Once she was back in her car, Nell took out her phone. Three texts from Sebastian:
Just checking in
Love you
Are you working?
She typed out a reply: Heading home. Love you too. Then a text to Lindsay: Confirm you’re alive please.
The harsh November wind shook the car. Cold stole in through the seam in the window, and Nell could see her breath. Weather like this always left her feeling tumultuous. The chill wasn’t a problem, but sometimes she couldn’t help shivering.

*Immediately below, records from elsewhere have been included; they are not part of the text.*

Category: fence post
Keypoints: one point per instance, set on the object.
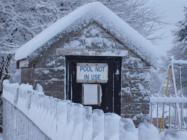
(88, 123)
(112, 131)
(98, 125)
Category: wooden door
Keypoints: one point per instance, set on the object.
(108, 92)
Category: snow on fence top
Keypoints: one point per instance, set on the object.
(92, 12)
(59, 119)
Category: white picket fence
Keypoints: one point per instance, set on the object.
(30, 115)
(169, 112)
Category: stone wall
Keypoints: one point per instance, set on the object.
(48, 68)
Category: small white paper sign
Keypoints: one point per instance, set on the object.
(92, 72)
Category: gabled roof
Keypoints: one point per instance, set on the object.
(100, 14)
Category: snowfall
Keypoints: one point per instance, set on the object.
(147, 131)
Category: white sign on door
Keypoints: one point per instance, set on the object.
(92, 72)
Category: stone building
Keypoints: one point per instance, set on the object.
(93, 57)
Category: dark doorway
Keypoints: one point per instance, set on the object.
(94, 81)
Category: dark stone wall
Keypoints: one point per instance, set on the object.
(48, 69)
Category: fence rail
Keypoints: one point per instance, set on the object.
(169, 112)
(28, 115)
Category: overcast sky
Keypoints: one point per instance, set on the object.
(170, 12)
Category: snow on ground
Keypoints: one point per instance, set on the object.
(170, 12)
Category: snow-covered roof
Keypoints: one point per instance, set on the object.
(99, 13)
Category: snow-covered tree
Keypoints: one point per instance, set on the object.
(180, 49)
(21, 20)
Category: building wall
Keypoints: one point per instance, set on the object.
(48, 69)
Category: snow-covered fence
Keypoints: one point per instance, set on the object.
(169, 112)
(30, 115)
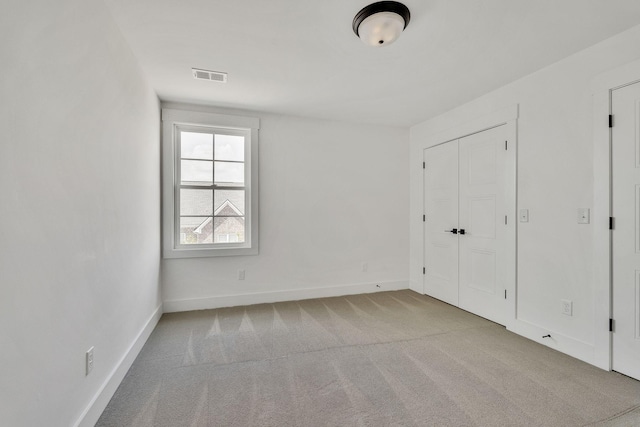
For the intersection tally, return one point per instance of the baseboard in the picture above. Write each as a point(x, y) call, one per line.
point(563, 343)
point(279, 296)
point(416, 287)
point(99, 402)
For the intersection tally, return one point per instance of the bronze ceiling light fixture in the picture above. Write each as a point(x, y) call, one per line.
point(381, 23)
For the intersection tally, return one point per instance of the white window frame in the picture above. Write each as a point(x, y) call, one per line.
point(172, 119)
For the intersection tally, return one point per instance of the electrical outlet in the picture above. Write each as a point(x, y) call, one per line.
point(584, 215)
point(567, 307)
point(89, 361)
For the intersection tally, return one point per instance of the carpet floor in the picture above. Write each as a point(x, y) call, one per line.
point(385, 359)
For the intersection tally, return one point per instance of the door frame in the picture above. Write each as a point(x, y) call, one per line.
point(507, 117)
point(601, 88)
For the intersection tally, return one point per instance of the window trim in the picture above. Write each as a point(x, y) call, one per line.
point(171, 120)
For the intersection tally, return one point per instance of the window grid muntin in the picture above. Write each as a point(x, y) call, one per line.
point(246, 134)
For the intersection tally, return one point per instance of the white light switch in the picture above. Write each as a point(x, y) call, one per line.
point(584, 215)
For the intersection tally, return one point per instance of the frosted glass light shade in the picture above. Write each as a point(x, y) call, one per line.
point(381, 29)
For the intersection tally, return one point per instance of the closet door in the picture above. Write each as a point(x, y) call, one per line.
point(482, 224)
point(441, 218)
point(625, 143)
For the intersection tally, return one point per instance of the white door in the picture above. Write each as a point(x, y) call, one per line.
point(482, 217)
point(626, 235)
point(441, 217)
point(465, 230)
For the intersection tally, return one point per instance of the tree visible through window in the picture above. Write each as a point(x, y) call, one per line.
point(212, 188)
point(210, 184)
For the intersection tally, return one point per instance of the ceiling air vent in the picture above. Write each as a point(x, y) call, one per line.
point(215, 76)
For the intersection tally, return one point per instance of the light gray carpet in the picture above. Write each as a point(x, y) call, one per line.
point(386, 359)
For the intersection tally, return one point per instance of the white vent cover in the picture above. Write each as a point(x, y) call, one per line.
point(215, 76)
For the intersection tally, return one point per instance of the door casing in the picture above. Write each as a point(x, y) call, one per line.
point(507, 117)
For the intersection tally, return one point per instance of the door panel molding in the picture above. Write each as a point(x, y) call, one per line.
point(508, 118)
point(602, 87)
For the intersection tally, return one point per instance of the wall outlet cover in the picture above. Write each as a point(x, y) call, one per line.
point(567, 307)
point(89, 361)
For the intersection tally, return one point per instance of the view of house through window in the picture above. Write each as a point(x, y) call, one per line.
point(210, 189)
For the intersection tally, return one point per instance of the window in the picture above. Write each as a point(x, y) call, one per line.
point(210, 191)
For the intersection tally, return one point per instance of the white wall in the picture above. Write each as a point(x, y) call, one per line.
point(555, 177)
point(79, 207)
point(332, 196)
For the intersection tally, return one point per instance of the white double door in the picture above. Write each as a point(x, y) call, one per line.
point(625, 149)
point(465, 223)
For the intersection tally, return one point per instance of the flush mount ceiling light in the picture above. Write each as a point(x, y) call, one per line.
point(381, 23)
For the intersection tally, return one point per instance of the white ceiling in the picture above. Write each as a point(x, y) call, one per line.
point(300, 57)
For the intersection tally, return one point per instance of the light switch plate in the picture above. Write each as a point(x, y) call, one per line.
point(584, 215)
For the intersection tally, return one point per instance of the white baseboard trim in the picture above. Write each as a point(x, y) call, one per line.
point(206, 303)
point(563, 343)
point(99, 402)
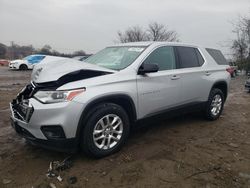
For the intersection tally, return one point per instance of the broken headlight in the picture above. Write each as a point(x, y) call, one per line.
point(57, 96)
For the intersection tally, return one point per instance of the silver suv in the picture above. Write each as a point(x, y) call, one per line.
point(92, 105)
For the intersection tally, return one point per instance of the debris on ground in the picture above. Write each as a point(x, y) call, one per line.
point(72, 180)
point(6, 181)
point(244, 175)
point(55, 167)
point(52, 185)
point(233, 145)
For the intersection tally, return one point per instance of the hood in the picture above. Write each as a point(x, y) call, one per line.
point(67, 70)
point(17, 61)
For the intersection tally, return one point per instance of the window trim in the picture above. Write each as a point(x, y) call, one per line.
point(179, 59)
point(175, 56)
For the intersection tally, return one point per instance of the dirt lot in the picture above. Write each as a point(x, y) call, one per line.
point(185, 151)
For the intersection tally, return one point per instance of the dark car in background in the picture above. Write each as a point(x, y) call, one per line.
point(4, 62)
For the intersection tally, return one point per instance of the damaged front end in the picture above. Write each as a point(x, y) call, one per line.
point(21, 108)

This was one thing she and Reina had had in common. Reina never seemed bothered by the cold. When she pulled her escape stunts – scaling from first-storey windows or creeping out through back doors – she never took a coat. Sometimes she would be missing for hours and they’d find her hiding under the porch, peeking out at them through the wood slats, or standing behind a tree, or on the floor in the back seat of a parked car. Even on days so cold you could see your breath, even when she was shivering and chattering her teeth, she never seemed to mind.
Reina. When Nell first blurted out that name in the delivery room, she didn’t know that it would haunt her for the rest of her life.
12
THEN
The Eddletons turned Reina’s first birthday into an affair. Their manicured lawn was obscured by tables of catered food, and a bouncy castle jostled with the rambunctious flips and spins of children from the country club.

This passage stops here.